Cette promptitude à me rendre à l'invitation du gouvernement parut donner à nos deux sbires une excellente idée de moi; aussi, lorsque, arrivé à la porte de la rue, je leur demandai la permission de prendre un fiacre, ils ne firent aucune difficulté, et l'un d'eux poussa même la complaisance jusqu'à courir en chercher un qui stationnait devant la grille encore fermée de la villa Reale.
Comme je montais en voiture, je vis apparaître Jadin à la fenêtre; il était tiré à quatre épingles et tout prêt à se rendre à l'ambassade. Seulement, pour ne pas donner de soupçons sur sa connivence avec moi, il attendait pour sortir que nous eussions tourné le coin, et fumait innocemment la plus colossale de ses trois pipes.

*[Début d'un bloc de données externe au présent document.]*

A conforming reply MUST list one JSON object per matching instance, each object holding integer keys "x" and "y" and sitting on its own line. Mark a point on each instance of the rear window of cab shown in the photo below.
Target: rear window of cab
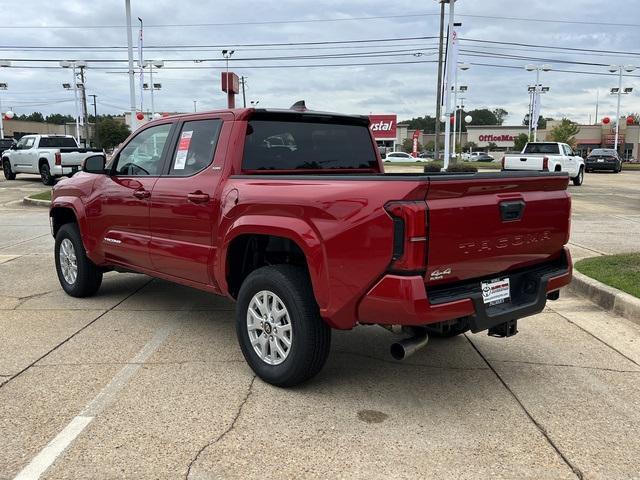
{"x": 307, "y": 145}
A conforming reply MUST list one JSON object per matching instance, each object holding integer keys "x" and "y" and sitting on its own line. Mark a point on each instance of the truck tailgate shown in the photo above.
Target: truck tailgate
{"x": 524, "y": 162}
{"x": 494, "y": 224}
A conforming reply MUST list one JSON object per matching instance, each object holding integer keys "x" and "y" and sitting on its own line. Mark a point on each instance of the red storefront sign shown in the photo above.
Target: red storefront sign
{"x": 383, "y": 126}
{"x": 496, "y": 138}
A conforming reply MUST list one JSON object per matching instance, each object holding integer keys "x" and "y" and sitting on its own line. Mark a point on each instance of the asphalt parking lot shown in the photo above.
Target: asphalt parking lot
{"x": 146, "y": 380}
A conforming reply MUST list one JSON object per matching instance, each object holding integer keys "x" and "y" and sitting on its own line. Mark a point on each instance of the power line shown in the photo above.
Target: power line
{"x": 323, "y": 20}
{"x": 225, "y": 45}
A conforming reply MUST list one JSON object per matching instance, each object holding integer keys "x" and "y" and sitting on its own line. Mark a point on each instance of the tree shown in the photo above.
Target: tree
{"x": 111, "y": 132}
{"x": 520, "y": 141}
{"x": 565, "y": 132}
{"x": 501, "y": 115}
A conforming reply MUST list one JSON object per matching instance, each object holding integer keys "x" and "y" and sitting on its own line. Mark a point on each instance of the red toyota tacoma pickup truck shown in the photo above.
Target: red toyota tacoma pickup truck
{"x": 289, "y": 213}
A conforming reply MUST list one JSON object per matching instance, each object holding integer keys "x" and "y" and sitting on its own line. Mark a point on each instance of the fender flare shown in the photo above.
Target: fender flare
{"x": 77, "y": 207}
{"x": 303, "y": 234}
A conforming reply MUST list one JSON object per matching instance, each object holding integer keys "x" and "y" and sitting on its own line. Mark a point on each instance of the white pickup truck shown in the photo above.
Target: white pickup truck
{"x": 51, "y": 156}
{"x": 547, "y": 157}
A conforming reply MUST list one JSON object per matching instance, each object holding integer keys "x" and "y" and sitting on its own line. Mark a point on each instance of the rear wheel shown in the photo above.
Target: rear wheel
{"x": 45, "y": 174}
{"x": 577, "y": 180}
{"x": 78, "y": 275}
{"x": 278, "y": 325}
{"x": 6, "y": 169}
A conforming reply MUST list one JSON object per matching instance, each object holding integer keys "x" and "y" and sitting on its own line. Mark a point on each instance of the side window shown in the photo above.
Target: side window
{"x": 142, "y": 156}
{"x": 196, "y": 147}
{"x": 26, "y": 143}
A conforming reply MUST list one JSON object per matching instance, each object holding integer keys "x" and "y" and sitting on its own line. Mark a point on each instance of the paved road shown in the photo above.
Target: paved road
{"x": 146, "y": 380}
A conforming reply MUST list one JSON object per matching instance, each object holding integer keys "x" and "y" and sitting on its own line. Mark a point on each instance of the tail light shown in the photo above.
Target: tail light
{"x": 409, "y": 235}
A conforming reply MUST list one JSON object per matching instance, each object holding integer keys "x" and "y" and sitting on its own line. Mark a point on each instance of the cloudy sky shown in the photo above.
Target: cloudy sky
{"x": 401, "y": 77}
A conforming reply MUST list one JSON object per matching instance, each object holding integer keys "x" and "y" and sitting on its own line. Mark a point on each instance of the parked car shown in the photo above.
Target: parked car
{"x": 315, "y": 238}
{"x": 603, "y": 159}
{"x": 51, "y": 156}
{"x": 547, "y": 157}
{"x": 6, "y": 144}
{"x": 401, "y": 157}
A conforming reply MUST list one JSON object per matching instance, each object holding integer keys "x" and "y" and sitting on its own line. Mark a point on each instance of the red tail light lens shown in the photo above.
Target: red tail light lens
{"x": 409, "y": 235}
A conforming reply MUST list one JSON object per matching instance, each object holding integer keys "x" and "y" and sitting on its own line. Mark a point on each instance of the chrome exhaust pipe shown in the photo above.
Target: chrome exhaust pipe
{"x": 404, "y": 348}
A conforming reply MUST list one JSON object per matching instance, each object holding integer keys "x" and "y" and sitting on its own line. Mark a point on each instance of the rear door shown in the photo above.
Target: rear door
{"x": 118, "y": 211}
{"x": 185, "y": 202}
{"x": 480, "y": 226}
{"x": 22, "y": 156}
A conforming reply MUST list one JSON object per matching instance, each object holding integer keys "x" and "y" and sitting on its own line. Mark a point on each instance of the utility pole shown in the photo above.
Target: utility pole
{"x": 132, "y": 87}
{"x": 439, "y": 92}
{"x": 84, "y": 106}
{"x": 96, "y": 135}
{"x": 244, "y": 98}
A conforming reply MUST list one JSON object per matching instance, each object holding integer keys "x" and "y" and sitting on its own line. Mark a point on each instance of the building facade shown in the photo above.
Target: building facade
{"x": 503, "y": 137}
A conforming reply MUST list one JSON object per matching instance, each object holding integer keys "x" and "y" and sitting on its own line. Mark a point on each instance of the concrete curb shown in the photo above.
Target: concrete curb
{"x": 36, "y": 202}
{"x": 609, "y": 298}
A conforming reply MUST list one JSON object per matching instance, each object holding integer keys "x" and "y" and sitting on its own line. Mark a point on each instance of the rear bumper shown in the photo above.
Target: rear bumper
{"x": 60, "y": 170}
{"x": 400, "y": 300}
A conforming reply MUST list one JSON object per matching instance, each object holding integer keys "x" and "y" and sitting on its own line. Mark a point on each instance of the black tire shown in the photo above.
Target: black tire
{"x": 45, "y": 174}
{"x": 449, "y": 330}
{"x": 6, "y": 169}
{"x": 310, "y": 335}
{"x": 89, "y": 276}
{"x": 577, "y": 180}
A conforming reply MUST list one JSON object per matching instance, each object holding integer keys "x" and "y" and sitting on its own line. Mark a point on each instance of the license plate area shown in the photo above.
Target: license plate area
{"x": 496, "y": 291}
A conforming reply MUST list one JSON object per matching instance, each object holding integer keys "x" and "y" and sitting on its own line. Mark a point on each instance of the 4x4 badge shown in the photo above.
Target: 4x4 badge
{"x": 439, "y": 274}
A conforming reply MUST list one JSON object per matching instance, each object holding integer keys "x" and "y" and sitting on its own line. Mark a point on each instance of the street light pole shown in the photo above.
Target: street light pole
{"x": 615, "y": 146}
{"x": 447, "y": 107}
{"x": 613, "y": 69}
{"x": 436, "y": 143}
{"x": 132, "y": 87}
{"x": 536, "y": 97}
{"x": 96, "y": 135}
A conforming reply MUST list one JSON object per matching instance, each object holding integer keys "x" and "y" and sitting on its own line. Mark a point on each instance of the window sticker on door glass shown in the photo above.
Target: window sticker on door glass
{"x": 183, "y": 148}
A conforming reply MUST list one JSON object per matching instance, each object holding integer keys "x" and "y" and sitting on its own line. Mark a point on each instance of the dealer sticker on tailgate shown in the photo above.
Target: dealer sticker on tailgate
{"x": 495, "y": 291}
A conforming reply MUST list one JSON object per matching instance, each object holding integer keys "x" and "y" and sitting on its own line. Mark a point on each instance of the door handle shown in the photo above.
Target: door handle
{"x": 142, "y": 193}
{"x": 198, "y": 197}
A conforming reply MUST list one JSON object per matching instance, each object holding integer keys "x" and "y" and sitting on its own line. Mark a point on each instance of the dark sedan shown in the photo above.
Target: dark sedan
{"x": 603, "y": 159}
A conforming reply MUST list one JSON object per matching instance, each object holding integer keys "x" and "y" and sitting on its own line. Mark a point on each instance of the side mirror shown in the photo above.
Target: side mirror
{"x": 94, "y": 164}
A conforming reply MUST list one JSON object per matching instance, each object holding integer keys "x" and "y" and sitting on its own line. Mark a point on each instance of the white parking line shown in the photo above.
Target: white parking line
{"x": 49, "y": 454}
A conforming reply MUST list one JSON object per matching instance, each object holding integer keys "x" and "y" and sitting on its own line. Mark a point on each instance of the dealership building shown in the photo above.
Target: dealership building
{"x": 503, "y": 136}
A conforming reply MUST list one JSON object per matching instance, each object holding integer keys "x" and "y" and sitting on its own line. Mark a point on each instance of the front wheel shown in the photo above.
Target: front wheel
{"x": 278, "y": 324}
{"x": 78, "y": 275}
{"x": 45, "y": 175}
{"x": 577, "y": 180}
{"x": 8, "y": 172}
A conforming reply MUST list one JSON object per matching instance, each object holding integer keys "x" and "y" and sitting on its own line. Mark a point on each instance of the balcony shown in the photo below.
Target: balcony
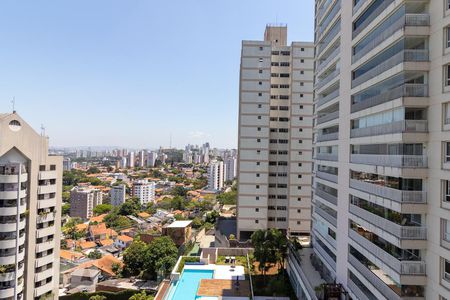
{"x": 328, "y": 117}
{"x": 45, "y": 246}
{"x": 327, "y": 156}
{"x": 45, "y": 231}
{"x": 406, "y": 90}
{"x": 47, "y": 189}
{"x": 379, "y": 284}
{"x": 400, "y": 196}
{"x": 375, "y": 13}
{"x": 324, "y": 195}
{"x": 405, "y": 126}
{"x": 328, "y": 137}
{"x": 406, "y": 20}
{"x": 327, "y": 98}
{"x": 401, "y": 232}
{"x": 47, "y": 203}
{"x": 38, "y": 291}
{"x": 324, "y": 256}
{"x": 396, "y": 161}
{"x": 325, "y": 215}
{"x": 401, "y": 267}
{"x": 323, "y": 81}
{"x": 13, "y": 178}
{"x": 45, "y": 175}
{"x": 409, "y": 55}
{"x": 358, "y": 6}
{"x": 321, "y": 66}
{"x": 326, "y": 176}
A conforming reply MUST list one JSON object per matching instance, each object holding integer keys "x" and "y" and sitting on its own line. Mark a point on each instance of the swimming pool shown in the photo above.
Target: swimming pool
{"x": 186, "y": 287}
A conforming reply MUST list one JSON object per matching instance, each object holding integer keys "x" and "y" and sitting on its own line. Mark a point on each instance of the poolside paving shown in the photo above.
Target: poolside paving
{"x": 223, "y": 288}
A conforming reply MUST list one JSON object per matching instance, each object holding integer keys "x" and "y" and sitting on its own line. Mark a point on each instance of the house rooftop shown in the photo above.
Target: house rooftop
{"x": 179, "y": 224}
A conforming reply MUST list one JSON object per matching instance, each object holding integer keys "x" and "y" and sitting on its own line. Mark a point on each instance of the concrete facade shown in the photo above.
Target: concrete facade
{"x": 275, "y": 134}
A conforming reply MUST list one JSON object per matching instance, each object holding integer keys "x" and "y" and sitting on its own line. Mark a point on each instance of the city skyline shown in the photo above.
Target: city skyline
{"x": 107, "y": 83}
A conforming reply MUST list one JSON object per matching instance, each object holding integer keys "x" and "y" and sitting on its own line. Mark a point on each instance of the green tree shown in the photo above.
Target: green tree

Cinq minutes après j'étais à la police. Un monsieur, tout vêtu de noir et de fort mauvaise humeur d'avoir été réveillé si matin, m'y attendait.
—C'est à vous ce passeport? me demanda-t-il aussitôt qu'il m'aperçut et en me montrant mon passeport au nom de Guichard.
—Oui, monsieur.
—Et cependant Guichard n'est pas votre nom?